We proposed that the viscosity of the fluid and the shear resistance of the node's stationary surface would slow down the rightward current near the surface (Okada et al. 2005). As observed by our group and others (Nonaka et al. 2005), the cilia rotate conically with a tilt angle of approximately 40° and a semicone angle of approximately 50° (Fig. 3B). Consequently, the cilia make a leftward swing toward the fluid and a rightward sweep toward the surface. Because nodal flow is in the low Reynolds-number regime (with a magnitude of 10−3), viscous drag or shear resistance from the stationary cell surface is not negligible. The stationary surface would retard the movement of fluids by shear resistance. Thus, the rightward sweep is less effective than the leftward sweep in generating fluid movement (Fig. 3E). Numerical simulation studies clarified that the effect of the surface, or shear resistance, is the major factor for converting the posteriorly tilted rotation of the cilia into the unidirectional leftward flow (Buceta et al. 2005; Cartwright et al. 2007; Smith et al. 2007, 2008). They also suggested that that the tilt angle of the nodal cilia may be optimized to produce fast unidirectional flow.
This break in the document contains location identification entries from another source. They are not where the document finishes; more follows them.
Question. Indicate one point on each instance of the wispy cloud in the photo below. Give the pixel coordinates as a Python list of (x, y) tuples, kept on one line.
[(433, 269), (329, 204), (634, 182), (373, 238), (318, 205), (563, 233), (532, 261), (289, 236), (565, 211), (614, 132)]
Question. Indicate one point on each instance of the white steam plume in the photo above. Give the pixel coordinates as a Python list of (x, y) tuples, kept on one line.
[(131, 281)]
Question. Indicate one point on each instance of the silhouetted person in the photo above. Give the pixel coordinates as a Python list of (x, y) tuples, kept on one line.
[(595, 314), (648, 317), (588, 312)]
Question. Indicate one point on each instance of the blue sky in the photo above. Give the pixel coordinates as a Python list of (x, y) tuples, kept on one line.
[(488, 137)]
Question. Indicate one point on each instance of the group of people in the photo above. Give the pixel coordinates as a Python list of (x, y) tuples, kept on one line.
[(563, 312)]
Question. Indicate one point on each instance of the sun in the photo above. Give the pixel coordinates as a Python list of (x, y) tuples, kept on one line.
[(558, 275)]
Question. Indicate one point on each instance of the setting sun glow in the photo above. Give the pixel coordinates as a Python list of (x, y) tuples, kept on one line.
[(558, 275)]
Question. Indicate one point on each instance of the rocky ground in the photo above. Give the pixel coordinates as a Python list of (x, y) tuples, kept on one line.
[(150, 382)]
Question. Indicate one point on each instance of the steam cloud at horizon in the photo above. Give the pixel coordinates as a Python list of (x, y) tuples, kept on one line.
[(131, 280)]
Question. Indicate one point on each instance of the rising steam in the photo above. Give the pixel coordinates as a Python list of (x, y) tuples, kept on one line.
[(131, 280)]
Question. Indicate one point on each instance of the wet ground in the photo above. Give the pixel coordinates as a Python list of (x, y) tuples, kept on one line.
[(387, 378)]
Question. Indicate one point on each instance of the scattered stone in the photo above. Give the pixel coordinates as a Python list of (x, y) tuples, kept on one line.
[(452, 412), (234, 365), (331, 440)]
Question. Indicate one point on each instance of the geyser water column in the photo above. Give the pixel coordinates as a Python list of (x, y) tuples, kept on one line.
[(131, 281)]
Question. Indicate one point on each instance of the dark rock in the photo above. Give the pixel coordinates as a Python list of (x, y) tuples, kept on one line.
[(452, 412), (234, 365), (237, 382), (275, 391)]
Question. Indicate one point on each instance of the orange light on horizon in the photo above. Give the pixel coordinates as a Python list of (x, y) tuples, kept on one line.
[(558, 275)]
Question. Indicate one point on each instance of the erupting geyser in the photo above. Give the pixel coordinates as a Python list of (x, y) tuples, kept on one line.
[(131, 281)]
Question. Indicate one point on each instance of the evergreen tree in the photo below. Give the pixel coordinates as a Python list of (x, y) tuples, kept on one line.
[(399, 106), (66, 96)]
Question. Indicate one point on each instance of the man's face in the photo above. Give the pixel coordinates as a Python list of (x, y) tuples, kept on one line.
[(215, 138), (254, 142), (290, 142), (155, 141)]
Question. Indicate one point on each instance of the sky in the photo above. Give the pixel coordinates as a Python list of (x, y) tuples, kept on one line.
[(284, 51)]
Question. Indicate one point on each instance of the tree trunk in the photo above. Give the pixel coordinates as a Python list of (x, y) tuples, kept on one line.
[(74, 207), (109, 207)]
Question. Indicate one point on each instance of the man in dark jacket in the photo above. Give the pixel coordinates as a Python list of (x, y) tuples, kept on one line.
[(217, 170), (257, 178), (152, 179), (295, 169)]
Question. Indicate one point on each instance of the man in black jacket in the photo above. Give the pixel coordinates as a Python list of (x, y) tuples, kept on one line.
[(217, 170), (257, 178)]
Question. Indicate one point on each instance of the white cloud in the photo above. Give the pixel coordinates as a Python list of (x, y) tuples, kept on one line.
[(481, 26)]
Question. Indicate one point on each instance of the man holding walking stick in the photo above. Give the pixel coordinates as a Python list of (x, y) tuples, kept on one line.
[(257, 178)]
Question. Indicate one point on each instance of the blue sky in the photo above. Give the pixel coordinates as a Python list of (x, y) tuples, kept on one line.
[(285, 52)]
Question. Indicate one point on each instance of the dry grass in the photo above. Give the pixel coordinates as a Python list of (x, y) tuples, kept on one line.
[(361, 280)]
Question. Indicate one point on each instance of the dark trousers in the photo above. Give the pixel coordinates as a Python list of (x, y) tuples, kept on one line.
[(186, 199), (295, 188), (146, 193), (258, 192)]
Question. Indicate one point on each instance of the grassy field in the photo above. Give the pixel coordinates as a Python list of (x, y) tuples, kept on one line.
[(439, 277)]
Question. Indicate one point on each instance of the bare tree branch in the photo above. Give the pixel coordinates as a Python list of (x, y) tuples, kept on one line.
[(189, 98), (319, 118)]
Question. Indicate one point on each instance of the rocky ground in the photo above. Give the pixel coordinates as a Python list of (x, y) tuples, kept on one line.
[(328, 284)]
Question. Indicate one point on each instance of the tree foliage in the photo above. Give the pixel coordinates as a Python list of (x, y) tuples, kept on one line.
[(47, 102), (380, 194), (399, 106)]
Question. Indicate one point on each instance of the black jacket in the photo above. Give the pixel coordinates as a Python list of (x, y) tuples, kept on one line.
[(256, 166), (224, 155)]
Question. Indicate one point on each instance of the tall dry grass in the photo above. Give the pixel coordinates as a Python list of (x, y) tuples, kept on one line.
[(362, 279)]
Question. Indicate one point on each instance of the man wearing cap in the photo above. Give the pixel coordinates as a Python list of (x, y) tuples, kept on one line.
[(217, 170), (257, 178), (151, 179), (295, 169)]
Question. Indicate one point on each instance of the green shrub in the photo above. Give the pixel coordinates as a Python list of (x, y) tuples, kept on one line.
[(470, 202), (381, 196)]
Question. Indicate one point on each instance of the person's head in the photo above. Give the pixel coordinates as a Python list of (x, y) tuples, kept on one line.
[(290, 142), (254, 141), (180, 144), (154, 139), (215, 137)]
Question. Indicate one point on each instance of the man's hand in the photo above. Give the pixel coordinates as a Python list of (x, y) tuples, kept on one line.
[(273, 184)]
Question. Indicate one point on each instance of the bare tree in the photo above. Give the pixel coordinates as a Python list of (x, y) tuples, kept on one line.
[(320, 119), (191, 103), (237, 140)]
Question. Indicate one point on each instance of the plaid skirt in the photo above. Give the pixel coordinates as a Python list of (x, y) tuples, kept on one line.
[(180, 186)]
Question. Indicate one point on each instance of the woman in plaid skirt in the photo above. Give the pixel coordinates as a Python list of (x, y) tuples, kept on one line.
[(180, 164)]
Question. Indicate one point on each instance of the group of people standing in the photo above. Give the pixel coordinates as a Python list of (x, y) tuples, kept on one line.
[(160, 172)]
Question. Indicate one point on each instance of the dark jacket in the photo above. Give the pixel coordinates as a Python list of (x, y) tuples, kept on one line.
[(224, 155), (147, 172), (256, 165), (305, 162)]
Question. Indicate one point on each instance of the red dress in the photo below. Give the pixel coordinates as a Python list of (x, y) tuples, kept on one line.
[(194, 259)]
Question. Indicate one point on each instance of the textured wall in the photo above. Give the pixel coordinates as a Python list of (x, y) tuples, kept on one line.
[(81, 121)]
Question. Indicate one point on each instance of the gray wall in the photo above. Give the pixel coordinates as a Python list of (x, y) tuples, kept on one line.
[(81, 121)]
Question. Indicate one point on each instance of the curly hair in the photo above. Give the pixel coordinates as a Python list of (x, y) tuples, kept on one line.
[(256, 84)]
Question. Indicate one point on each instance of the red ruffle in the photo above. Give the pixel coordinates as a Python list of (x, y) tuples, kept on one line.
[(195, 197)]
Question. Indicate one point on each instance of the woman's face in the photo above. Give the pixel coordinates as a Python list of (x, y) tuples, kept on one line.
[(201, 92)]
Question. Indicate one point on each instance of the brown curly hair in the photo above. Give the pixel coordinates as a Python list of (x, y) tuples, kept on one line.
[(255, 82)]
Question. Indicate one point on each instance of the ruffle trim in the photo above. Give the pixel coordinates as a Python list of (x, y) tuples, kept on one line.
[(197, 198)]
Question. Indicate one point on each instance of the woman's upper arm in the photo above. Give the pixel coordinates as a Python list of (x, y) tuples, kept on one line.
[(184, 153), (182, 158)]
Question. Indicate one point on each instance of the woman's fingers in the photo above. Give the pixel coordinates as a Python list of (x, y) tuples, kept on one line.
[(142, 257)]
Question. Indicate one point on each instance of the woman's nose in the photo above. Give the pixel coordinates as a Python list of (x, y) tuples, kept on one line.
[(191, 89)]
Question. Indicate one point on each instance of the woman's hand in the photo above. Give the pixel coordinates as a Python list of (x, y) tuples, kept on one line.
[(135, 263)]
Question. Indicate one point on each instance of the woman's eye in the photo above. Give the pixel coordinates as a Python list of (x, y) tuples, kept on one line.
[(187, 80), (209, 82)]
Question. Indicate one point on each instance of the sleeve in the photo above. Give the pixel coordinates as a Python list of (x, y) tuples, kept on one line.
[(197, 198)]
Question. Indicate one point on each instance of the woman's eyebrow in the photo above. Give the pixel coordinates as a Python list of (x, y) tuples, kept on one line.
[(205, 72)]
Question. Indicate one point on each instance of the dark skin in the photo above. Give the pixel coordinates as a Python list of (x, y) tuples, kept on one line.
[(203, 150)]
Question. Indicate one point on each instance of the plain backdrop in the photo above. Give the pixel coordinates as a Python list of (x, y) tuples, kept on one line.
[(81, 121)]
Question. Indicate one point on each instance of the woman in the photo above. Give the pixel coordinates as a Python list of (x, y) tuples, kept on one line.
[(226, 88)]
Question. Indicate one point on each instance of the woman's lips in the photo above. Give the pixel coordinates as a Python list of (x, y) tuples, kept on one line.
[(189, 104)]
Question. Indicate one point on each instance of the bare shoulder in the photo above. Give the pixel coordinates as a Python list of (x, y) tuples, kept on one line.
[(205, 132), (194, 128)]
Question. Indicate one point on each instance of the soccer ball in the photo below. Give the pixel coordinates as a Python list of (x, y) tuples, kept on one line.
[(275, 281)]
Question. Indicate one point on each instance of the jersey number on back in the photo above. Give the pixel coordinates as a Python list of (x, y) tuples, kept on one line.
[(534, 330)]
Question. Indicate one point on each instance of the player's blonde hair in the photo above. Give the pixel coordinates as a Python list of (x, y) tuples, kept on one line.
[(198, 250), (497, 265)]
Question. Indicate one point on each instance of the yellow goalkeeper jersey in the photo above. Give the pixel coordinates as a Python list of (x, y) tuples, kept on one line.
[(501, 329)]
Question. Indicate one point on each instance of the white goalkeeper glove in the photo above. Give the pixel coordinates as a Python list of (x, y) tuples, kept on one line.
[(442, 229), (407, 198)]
The mechanism of the de novo generation of the leftward flow has thus been clarified by the combination of the experimental and theoretical studies. As proposed by Brown and Wolpert (1990), the stereotyped breakage of L/R symmetry is enabled by a chiral structure aligned with respect to the AP and DV axes. Cilia in the ventral node tilted toward the posterior represent exactly that kind of structure. The structural properties of the nodal cilia determine the flow's direction without relying on any a priori L/R asymmetry (Fig. 3E). The clockwise rotation of the cilia reflects the chiral architecture of the nodal monocilia, in which the dynein arms are aligned in a clockwise manner on the side of each doublet microtubule (Fig. 2A) (for the modeling study, see Brokaw 2005). The nodal cilia are ventral protrusions from the nodal pit cells. Interestingly, the basal bodies or roots of the monocilia, are positioned at the cell posterior, possibly reflecting the planar cell polarity (PCP) of the nodal pit cells toward the AP axis (Fig. 3C,D) (Okada et al. 2005; see Vladar et al. 2009). The convex curvature of the nodal pit cells may explain how this posterior localization contributes to the tilting of the rotation axes (Fig. 3D). However, the precise molecular nature of this PCP pathway is still open to future research (Okada et al. 2005; Aw and Levin 2009).

TWO MODELS FOR GENERATING LEFT–RIGHT ASYMMETRIC GENE EXPRESSION BY NODAL FLOW

The next important question is how the cells in the embryo interpret leftward nodal flow. Other developmental processes, especially body-axis determination in invertebrate animals such as the fruit fly Drosophila, use concentration gradients of diffusible secreted chemicals such as proteins or lipids as positional information along the body axis, and these chemicals are referred to as morphogens (Gurdon and Bourillot 2001). Based on this analogy, it was first proposed that nodal flow may produce a concentration gradient of a morphogen in the cavity of the node (Fig. 4A) (Nonaka et al. 1998; Okada et al. 1999).

Figure 4.

Figure 4.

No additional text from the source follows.